Every time I was asked those silly questions about the way I looked,
or my “strong personality”, I had the same argument: I was a feminist, a girl just like all others who believed she can do and be anything she wants without conforming to the image society has thrown upon her.

Then I discovered I was also a lesbian. And this is when my whole world and argument fell apart. At that age, finding out about my sexual orientation put me in a battle with everything I thought I was. My argument about being a woman just like all others around me and choosing to be different in the way I live my life, at that moment, didn’t seem valid to me anymore. I started questioning whether everything I am wasn’t related to being a feminist as I thought it was, but to being in fact a lesbian. It felt like somehow I lost the fight to society and to all the conservative and conformist women. But I wasn’t going to accept this loss, so I simply rejected my sexual orientation for a while. I wanted to be a heterosexual woman and still be everything I am in order to win, to be different and tell people that it’s possible. My girlfriend back then was a feminist as well, and that didn’t help much, for it made me relate now all the things she was as well to being a lesbian.
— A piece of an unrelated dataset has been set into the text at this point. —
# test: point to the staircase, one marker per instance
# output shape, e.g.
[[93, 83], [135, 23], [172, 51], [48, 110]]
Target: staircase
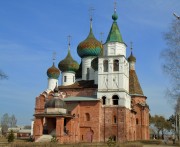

Years later, I started meeting other lesbians, and that’s when I realized that not all lesbians were feminists. Not all of them shared my battle, not all of them and even most of them didn’t have my views and politics! At first I thought something was wrong, and I used to ask them looking for a solid answer: How can you be a lesbian and not be a feminist? That’s if they were familiar with the term feminist. If not, I had to explain the concept, which perhaps in a general manner all girls agreed on but didn’t feel it like I did, and I couldn’t understand why. Being queer and choosing to live as a queer person is in itself a feminist act. Our most basic battle as feminists is deconstructing gender roles, and breaking out of the gender boxes we have been put in ever since we were born. So it was hard for me to understand how a woman can identify as queer, and still not be a feminist; Homophobia and heteronormativity are the sons of patriarchy.

With time, I started understanding the reality and complexity of my identity; my womanhood and feminism wasn’t threatened nor lessened by my being a lesbian. Sometimes, in certain feminist contexts, I would hesitate to show my sexual orientation thinking it would lose me points. But I learned that my “non-conforming sexual identity” has helped me understand and commit to my cause even more. Today, I am proud of being a lesbian feminist woman.